La iguana Juanita
Si de mí dependiera dejaría que esta entrada fuera escrita por Juanita, la iguana.
Juanita, como todas las iguanas, tiene tres ojos —el parietal, en la parte media de la cabeza, es un óvalo pálido como una luna— y puede navegar visualmente distinguiendo formas, sombras, colores y movimientos a grandes distancias.
Esta entrada merece la vista de un lagarto herbívoro de ánimo paciente, escamas sedosas como la falda de la reina de una rave y una retina extra para tramitar el significado de los impulsos circundantes.
Esta entrada es la última de Distrito Latino. El blog cierra por mandato de la empresa que lo acoge en sus servidores y ha pagado mis servicios —textos, fotos y vídeos— desde agosto de 2011. No hace falta un ojo parietal para vislumbrar el motivo: recorte de colaboradores.
Quisiera ser Juanita, que pasea sobre el hombro de su dueño por el barrio de la Misión sabiendo que es admirada y saludada con dulces piropos mientras el hombre que la lleva encima, uno de esos centroamericanos algo pasados de kilos pero con la piel como una corteza de ceiba, muestra su orgullo por estar dónde está tapándose la cabeza con la gorra del equipo local de béisbol, los Giants.

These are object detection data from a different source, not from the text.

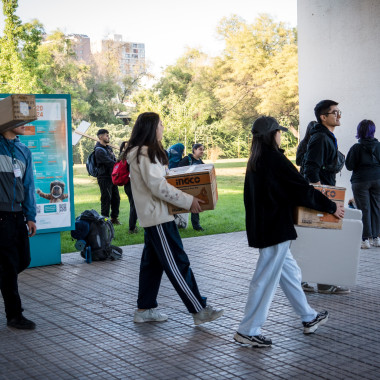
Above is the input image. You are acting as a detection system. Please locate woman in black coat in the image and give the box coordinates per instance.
[234,116,344,347]
[346,120,380,249]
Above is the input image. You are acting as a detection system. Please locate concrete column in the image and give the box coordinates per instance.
[297,0,380,200]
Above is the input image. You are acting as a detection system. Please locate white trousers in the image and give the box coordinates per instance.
[238,240,317,336]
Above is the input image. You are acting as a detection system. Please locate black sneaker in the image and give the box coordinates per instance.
[234,332,272,347]
[7,315,36,330]
[302,310,329,334]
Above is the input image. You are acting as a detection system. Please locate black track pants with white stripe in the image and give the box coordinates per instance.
[137,221,206,313]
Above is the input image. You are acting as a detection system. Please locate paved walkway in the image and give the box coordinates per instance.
[0,232,380,380]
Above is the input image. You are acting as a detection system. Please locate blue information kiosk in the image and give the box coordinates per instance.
[0,94,75,267]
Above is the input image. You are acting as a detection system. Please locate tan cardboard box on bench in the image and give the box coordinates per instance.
[166,164,218,215]
[0,94,37,132]
[294,185,346,230]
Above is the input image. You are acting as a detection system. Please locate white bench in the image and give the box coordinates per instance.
[290,208,363,286]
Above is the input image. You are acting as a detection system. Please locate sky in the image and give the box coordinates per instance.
[0,0,297,75]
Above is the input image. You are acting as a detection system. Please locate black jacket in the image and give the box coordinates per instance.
[296,139,308,175]
[346,138,380,183]
[178,153,204,167]
[303,124,338,186]
[244,146,336,248]
[95,142,116,179]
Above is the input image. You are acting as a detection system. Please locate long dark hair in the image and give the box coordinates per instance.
[247,129,278,172]
[356,119,376,139]
[120,112,168,165]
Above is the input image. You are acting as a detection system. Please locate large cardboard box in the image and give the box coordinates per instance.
[166,164,218,215]
[0,94,37,132]
[294,185,346,230]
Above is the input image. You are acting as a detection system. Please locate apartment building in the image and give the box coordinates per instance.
[91,34,145,75]
[66,34,91,63]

Quizá al dueño de Juanita, como a tantos cientos de miles como él, le toque sudar en una cadena de cocina por un salario por debajo del mínimo legal, porque todo lo que se come en San Francisco —y en pocas ciudades se come tanto y con una pasión casi psicótica— lo preparan los latinos: el sushi, la ensalada birmana, las crepes y todas las formas imaginables de fast food tapona arterias.
Acaso al hombre del lagarto no le importe la explotación porque allá de donde salió, digamos Guatemala o Yucatán, sólo le esperaba mirar el cielo, sudar sin nada a cambio, postergar la próxima bala... Lo envidio por el milagro de verlo dejando que los niños acaricien a la bella Juanita.

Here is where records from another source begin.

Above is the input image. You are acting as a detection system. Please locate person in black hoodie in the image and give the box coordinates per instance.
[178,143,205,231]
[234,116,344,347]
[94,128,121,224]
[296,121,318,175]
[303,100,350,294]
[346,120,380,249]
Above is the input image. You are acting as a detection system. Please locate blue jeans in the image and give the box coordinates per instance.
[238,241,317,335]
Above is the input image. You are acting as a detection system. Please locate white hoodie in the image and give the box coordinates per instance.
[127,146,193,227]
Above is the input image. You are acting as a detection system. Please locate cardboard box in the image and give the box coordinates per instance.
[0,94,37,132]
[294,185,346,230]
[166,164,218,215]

Mis tres años en San Francisco, parte de los cuales han quedado fijados aquí, me han servido para desmontar un gran cliché relacionado con el título de este blog, Distrito Latino.
Los latinos como tal, esa gran familia que corea en los Grammy a Calle 13 y se vende como una y grande en las promociones de las cadenas de televisión para latinos, sólo existen para los censos electorales y para que algunos saquen tajada de esa maldición llamada raza cuando, si algo nos han enseñado la historia y sus tragedias, es que sólo hay una, la de los seres humanos vengan de la tierra que vengan y traigan el color de piel que el azar genético les depare.

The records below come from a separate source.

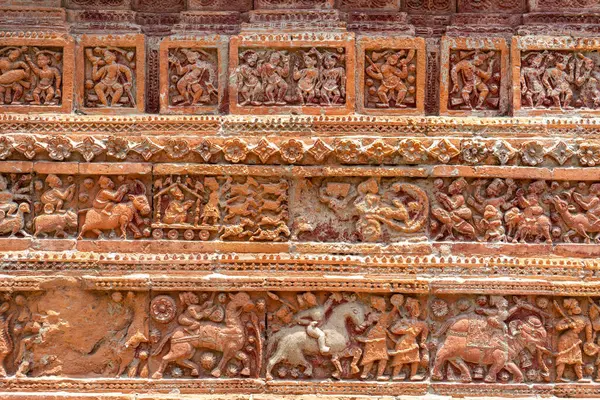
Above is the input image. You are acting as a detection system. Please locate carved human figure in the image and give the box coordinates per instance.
[521,52,547,108]
[504,180,552,243]
[25,51,62,105]
[266,293,366,380]
[431,178,475,240]
[78,180,151,240]
[365,49,415,108]
[295,292,333,354]
[554,298,593,382]
[236,50,263,106]
[0,296,13,378]
[85,47,135,107]
[258,51,290,106]
[169,49,218,105]
[40,174,76,214]
[388,297,429,381]
[467,178,516,242]
[292,47,322,105]
[163,186,194,224]
[201,178,221,225]
[542,53,575,110]
[0,174,31,237]
[573,53,600,108]
[0,47,31,105]
[357,294,404,381]
[152,292,254,379]
[450,51,495,110]
[92,175,128,216]
[320,51,346,106]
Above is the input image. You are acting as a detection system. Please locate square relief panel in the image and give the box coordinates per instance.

Lo cierto es que en los EE UU los mexicanos no soportan a los guatemaltecos, los cubanos desprecian a los salvadoreños, los puertoriqueños —clase aparte: tienen pasaporte yanqui aún cuando pidan la independencia para la isla a la primera cerveza— se alían contra todos los demás...
Lo latino es una entelequia publicitaria para vender planes telefónicos, un montaje de pseudo artistas para solicitar ayudas públicas por volver a cantar la misma guaracha que cantaban sus ancestros en 1950, una mafia de manejadores culturales elevados a categoría de chamanes, una gran y burda mentira para que algunos departamentos universitarios monten meritajes y organicen recitales de poesía de rima fácil donde rotan hasta el vértigo algunas palabras que han dejado de ser palabra para devenir en tótem: maíz, sol, madre, revolución, abuelito, gozadera...
Tribalizados, carentes de empatía hacia las demás tribus, los latinos a los que he conocido en San Francisco —un par de alertas: hay dos o tres excepciones y quizá la culpa sea sólo un efecto de mi carencia de ojo parietal— obedecen a dos perfiles.
El primero: los mandarines que tocan la conga con engreimiento y se reclaman hijos de una mesoamérica arcádica a la que desbarataron entre los conquistadores españoles primero y después los gringos, a quienes ahora no tienen empacho en reclamar su tajada de dinero público racial.
El segundo: la gente que, como el dueño de Juanita, escapó de una vida miserable y cruzó la raya para ganarse el pan e intentar ejercer el derecho a ser medianamente feliz. A estos, cuyo perfil es de bajo nivel (sin estudios, sin afanes culturales, gente de campo y machete), no los verán nunca en ningún bochinche subvencionado de los primeros.
Mi culpa, mi grandísima culpa, fue mezclarme con aquellos y no con estos, no fijarme en la gente con iguanas en el hombro.
Como decir adiós no me gusta (mentar a las deidades en vano me parece trivial), les dejo con un deseo en letras de caja alta: SALUD.